Emmy, Grammy, and Tony Award-winning singer, actor, and all-around icon Billy Porter is having a busy 2025. Fresh from four months as the Emcee in the West End revival of Cabaret, a role he is set to reprise on Broadway from July, he has found time to direct. Writer Harrison David Rivers’ tragic love story, This Bitter Earth, may seem an unexpected choice for someone so closely associated with the musical theatre genre, particularly since the play enjoyed a handsomely directed run at The White Bear Theatre barely two years ago.
Porter brings out the humour and suffuses the piece, which is set against the backdrop of extrajudicial killings of black men throughout the USA, with a haunting undertone of urban threat. But the central flaw in This Bitter Earth remains: the relationship at its heart struggles to convince.
African American Jesse (Omari Douglas) is a hard-up student from the Deep South with a conservative Baptist upbringing, a prestigious scholarship to Columbia University, and a “burgeoning writing-slash-teaching career” to worry about. “I know my history, I’ve seen Eyes On The Prize”, Jesse tells us, but a cautious determination to live life on his terms is as activist as he is going to get.
Neil (Alexander Lincoln) is a jockish, white, trust-fund nepo baby with uber-liberal parents and a roving eye. The lad’s progressive East Coast education wakes him to his monumental white privilege and spurs a growing interest in African American poets and activism for the Black Lives Matter movement. Ditching an unwanted career in investment banking (“I only took it because of my Mum”, he explains), he gets angry, grabs a megaphone, and sets about “doing whatever needs doing”.

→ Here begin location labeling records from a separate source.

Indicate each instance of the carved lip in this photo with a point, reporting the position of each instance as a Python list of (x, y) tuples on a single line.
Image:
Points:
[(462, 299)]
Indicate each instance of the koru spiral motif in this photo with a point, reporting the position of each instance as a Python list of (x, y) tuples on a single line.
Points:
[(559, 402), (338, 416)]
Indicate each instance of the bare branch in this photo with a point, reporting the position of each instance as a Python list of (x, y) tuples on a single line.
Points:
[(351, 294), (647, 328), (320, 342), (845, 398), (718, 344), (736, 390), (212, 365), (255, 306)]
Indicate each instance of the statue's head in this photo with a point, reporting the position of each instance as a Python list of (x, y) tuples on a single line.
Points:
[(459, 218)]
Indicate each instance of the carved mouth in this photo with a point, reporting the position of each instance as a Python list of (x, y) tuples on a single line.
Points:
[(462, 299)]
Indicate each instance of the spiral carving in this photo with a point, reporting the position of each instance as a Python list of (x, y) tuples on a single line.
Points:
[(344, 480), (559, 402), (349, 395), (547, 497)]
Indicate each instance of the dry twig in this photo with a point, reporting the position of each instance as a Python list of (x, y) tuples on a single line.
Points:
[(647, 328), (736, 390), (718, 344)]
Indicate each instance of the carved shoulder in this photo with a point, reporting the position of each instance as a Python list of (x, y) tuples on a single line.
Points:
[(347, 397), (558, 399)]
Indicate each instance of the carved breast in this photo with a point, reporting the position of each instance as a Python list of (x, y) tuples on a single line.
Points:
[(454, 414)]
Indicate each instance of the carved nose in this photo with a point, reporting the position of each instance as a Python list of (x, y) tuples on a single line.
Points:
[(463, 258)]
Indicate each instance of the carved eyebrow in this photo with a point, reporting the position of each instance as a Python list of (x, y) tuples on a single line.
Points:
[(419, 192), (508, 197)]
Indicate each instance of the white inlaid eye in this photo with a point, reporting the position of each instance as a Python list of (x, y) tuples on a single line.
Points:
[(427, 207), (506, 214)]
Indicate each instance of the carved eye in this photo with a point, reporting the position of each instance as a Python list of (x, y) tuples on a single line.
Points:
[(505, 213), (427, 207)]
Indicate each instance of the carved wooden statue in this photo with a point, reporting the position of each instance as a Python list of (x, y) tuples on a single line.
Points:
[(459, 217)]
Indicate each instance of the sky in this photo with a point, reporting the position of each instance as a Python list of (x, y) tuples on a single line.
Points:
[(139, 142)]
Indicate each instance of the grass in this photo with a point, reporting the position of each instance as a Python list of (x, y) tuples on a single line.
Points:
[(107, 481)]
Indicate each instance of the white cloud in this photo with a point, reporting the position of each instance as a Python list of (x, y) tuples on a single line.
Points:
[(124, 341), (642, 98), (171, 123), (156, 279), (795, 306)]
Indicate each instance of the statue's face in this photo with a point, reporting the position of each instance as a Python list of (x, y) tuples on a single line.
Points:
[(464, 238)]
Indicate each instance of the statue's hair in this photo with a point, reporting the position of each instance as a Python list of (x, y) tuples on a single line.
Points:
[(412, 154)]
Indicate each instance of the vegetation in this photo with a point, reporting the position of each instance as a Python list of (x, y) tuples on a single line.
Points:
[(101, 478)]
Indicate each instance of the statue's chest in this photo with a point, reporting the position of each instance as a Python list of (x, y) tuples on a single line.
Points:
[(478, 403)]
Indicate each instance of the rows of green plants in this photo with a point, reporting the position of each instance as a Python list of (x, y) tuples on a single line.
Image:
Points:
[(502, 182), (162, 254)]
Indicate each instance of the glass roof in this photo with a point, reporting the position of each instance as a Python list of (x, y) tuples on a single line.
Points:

A chance encounter at a demo and some fortuitous Facebook stalking leads to a drunken date and the beginnings of a long-term, if bumpy, love story between the two. Rivers’ non-linear storyline charts the turbulent affair over 3½ years in Minnesota. Will the lads manage the complex challenges of making their relationship work across political, racial, cultural, and class boundaries? A shocking, well-camouflaged twist in the tale reminds us that homophobia is as much of a threat to mixed-race gay couples as racism.
Both men are, at one level, interlopers in an unfamiliar realm, which at least gives them a common cause. Douglas impresses with a nuanced, layered turn as the writer whose journey involves a slow-burning recognition that the personal is always political. The obvious chemistry between the leads, underscored by a plethora of enjoyable kissing, conveys ardent passion. Nevertheless, one wonders throughout whether the mash-up of Neil’s white guilt and Jesse’s apathy offers a credible basis for the odd-couple relationship that Rivers serves up. One also wonders whether Neil really would have neglected to mention his new boyfriend was a hard-up black academic before bringing him home to visit his Upper East Side parents.
Jesse confesses he has only ever dated white men because, in his estimation, black men, constantly under threat, have never learned how to be gentle. Yet Lincoln’s portrayal of Neil delivers a masculine mountain man driven by fissile fury at the injustices of the world. He rarely has time to be soft. “Gentle gets you killed”, he shouts, too angry most of the time to be tender. What does Jesse see in him, then? One also wonders whether Jesse’s barbs about a “busload of guilty white people” might pique Neil more than they do. By the end, Jesse reaches an epiphany of sorts, although not for the reasons you might suppose.
Porter finds and mines the comic moments, adding light and shade to what is, in essence, a tragedy. Morgan Large’s black box set, lit by horizontal and vertical neon edging, gives the piece an urban vibe that impresses, though it feels a little more New York than leafy Minnesota. Back projection brings subway cars, bars, clubs, greyed-out skyscrapers, and threatening city streets to life. Julian Starr’s hostile soundscape impresses, too, though it can be intrusive in scenes where intimacy would serve the storyline better.
This Bitter Earth was written in the run-up to Trump’s first term and remains as relevant now as it was then. The idea feels fresh, even if the love affair, much as one cheers it on, feels a little unreal.